The paediatric ICU has 50 beds for an average of 300 children admitted every month. The college had sent a proposal to the state government requesting for a larger ward to be managed by 149 staff. The proposal, which requires a budget of Rs 10 crore., hasn't been approved by the Adityanath government yet.

Indian workers examine oxygen cylinders at the Baba Raghav Das Hospital in Gorakhpur, in the northern Indian state of Uttar Pradesh, on August 12, 2017.AFP/Getty Images

Payments to the oxygen supplier were not released since November 2016 resulting in the amount going up to Rs 66 lakh this year forcing the company to cut the supply of oxygen cylinders.

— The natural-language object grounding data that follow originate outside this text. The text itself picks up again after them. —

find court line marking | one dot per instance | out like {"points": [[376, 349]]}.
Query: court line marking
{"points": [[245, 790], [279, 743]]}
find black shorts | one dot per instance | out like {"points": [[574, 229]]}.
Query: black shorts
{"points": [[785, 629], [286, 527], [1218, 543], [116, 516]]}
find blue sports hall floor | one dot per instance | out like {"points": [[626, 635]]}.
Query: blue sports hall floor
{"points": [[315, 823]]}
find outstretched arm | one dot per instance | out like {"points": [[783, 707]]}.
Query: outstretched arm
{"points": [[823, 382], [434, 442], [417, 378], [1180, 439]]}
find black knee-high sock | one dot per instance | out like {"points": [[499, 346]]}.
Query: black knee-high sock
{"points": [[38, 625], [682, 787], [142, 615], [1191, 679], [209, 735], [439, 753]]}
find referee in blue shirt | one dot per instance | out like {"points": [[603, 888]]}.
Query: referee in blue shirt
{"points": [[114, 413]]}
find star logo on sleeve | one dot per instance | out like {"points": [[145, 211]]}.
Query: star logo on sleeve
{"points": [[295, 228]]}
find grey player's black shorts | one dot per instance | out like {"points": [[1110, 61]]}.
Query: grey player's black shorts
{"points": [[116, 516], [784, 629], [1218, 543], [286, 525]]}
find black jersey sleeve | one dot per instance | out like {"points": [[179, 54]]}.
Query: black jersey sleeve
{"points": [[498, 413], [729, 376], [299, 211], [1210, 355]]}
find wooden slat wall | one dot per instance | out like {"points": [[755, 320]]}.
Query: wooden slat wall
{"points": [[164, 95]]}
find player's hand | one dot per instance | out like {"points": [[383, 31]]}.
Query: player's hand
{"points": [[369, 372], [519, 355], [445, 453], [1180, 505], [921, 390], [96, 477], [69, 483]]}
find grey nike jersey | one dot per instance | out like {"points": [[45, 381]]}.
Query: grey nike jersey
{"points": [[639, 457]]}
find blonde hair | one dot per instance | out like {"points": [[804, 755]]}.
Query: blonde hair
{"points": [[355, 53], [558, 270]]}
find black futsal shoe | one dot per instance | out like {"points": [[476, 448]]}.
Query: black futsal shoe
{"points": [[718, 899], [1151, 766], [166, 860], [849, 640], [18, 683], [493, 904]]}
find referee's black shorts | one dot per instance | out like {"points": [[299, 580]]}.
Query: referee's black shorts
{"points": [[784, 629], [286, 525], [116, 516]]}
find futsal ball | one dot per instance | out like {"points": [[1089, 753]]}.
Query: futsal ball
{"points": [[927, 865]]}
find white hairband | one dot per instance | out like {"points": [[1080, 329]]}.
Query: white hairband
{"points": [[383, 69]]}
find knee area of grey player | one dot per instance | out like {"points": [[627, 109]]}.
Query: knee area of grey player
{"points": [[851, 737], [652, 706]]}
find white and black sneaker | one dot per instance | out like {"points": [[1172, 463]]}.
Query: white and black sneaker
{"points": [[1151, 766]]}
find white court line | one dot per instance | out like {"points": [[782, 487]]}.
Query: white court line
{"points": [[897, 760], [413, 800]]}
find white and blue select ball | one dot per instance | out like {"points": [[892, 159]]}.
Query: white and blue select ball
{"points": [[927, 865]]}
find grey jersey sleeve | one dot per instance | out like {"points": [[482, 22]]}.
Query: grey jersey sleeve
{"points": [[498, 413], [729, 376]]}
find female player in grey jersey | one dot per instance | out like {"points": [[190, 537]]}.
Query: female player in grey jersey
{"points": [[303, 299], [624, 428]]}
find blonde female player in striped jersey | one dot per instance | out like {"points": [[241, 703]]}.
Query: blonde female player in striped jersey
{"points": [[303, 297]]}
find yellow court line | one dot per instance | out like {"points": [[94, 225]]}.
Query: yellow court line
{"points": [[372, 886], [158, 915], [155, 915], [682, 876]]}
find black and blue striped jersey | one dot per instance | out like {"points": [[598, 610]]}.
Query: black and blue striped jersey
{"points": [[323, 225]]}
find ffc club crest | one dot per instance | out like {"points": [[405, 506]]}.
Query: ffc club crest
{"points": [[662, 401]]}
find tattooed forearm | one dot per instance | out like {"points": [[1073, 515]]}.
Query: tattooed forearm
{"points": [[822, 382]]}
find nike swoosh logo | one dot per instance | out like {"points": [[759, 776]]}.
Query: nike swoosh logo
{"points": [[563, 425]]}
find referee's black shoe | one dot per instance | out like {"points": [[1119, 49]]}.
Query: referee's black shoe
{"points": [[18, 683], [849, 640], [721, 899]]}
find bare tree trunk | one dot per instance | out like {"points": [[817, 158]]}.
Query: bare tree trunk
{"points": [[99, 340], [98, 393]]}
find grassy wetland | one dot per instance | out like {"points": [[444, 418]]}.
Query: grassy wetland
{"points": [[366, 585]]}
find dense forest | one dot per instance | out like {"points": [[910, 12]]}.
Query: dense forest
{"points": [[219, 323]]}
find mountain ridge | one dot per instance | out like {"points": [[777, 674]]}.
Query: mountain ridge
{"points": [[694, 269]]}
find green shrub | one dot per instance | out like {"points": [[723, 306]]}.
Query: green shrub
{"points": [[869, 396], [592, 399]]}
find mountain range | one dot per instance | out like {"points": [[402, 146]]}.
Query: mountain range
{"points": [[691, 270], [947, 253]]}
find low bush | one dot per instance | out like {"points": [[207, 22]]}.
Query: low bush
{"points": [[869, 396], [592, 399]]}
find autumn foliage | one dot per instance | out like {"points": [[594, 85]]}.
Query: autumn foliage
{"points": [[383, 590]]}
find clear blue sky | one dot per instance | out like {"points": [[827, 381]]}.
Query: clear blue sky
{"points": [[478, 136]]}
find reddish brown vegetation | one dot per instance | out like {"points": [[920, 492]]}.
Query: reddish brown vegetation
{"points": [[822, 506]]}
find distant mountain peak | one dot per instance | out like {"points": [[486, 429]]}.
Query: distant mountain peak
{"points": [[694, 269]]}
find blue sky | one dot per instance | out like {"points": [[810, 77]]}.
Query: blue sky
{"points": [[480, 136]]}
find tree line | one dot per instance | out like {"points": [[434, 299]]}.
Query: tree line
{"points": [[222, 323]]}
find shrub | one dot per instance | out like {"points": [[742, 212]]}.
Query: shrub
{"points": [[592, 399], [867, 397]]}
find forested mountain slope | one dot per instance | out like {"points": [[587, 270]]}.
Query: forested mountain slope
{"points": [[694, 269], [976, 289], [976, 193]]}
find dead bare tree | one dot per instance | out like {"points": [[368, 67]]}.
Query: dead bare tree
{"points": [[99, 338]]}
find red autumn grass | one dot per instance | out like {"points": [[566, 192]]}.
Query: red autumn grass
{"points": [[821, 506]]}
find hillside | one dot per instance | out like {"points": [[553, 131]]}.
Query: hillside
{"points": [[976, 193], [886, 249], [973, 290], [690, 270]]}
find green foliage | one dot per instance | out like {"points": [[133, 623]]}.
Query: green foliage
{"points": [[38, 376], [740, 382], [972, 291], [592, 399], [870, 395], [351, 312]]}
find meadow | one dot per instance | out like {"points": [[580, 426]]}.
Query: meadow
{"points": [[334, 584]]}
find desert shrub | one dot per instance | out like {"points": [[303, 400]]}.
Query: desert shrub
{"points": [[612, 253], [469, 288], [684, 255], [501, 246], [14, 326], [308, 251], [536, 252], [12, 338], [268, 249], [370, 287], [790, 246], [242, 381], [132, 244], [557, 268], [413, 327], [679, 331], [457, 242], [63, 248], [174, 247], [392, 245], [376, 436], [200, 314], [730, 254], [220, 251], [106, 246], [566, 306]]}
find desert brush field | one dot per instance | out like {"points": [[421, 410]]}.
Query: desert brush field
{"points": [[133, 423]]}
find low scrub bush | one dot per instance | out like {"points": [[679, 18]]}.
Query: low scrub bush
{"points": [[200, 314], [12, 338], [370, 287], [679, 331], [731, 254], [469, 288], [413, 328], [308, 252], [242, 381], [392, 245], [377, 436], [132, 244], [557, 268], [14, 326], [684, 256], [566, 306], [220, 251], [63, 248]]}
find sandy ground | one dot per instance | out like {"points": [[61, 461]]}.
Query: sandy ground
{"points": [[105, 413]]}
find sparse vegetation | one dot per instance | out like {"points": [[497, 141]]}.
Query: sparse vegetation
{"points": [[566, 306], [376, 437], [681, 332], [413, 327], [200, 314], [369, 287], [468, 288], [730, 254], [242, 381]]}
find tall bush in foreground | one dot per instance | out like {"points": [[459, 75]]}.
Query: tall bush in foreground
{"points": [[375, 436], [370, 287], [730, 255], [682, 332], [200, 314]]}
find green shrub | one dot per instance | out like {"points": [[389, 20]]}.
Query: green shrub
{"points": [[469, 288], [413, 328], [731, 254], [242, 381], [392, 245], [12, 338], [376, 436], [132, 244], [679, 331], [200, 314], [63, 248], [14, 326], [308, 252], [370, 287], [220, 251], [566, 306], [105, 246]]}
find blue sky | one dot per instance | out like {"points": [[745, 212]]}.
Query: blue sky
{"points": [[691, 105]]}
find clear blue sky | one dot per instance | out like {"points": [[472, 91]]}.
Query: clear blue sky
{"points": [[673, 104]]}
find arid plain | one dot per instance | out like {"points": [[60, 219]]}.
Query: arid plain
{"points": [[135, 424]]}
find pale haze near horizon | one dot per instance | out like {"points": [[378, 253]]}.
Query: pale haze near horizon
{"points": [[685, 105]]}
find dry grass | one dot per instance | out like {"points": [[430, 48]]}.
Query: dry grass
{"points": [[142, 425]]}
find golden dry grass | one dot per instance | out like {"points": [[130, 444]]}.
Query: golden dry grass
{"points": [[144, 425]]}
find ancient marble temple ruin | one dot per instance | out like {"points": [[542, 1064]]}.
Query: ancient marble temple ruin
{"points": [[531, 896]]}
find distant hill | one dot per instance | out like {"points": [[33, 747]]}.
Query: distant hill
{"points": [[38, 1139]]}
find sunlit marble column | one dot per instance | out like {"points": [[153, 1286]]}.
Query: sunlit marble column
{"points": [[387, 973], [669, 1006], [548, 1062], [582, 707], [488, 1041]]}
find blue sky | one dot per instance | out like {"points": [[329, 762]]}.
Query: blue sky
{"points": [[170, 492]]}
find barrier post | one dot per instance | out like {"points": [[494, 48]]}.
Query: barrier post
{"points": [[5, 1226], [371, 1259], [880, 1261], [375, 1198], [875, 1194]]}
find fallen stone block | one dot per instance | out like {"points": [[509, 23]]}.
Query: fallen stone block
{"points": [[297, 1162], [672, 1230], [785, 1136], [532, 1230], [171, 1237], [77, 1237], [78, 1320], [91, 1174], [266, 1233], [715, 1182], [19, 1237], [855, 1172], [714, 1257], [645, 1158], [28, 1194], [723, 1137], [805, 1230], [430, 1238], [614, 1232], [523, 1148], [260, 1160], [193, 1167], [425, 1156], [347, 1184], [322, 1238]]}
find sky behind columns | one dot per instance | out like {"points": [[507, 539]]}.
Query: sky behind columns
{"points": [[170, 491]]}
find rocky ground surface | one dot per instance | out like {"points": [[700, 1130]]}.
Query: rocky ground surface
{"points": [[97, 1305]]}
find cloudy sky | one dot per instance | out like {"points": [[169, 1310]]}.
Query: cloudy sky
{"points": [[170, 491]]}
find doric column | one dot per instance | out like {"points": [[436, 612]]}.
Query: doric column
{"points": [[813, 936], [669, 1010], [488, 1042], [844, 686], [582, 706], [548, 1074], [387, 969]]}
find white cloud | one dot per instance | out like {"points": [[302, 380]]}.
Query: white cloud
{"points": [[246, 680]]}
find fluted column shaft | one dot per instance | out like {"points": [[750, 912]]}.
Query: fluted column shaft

Most of the staff at the hospital have not been paid salaries for almost two years. The staff tending the encephalitis wards were paid over the last couple of days after a delay of five months. Salaries of employees monitoring the neo-natal department are pending for six months now.

Chief Minister Yogi Adityanath has assured strict action if any death was caused due to medical negligence. But it still remains to be seen what the government does to deal with the larger problem.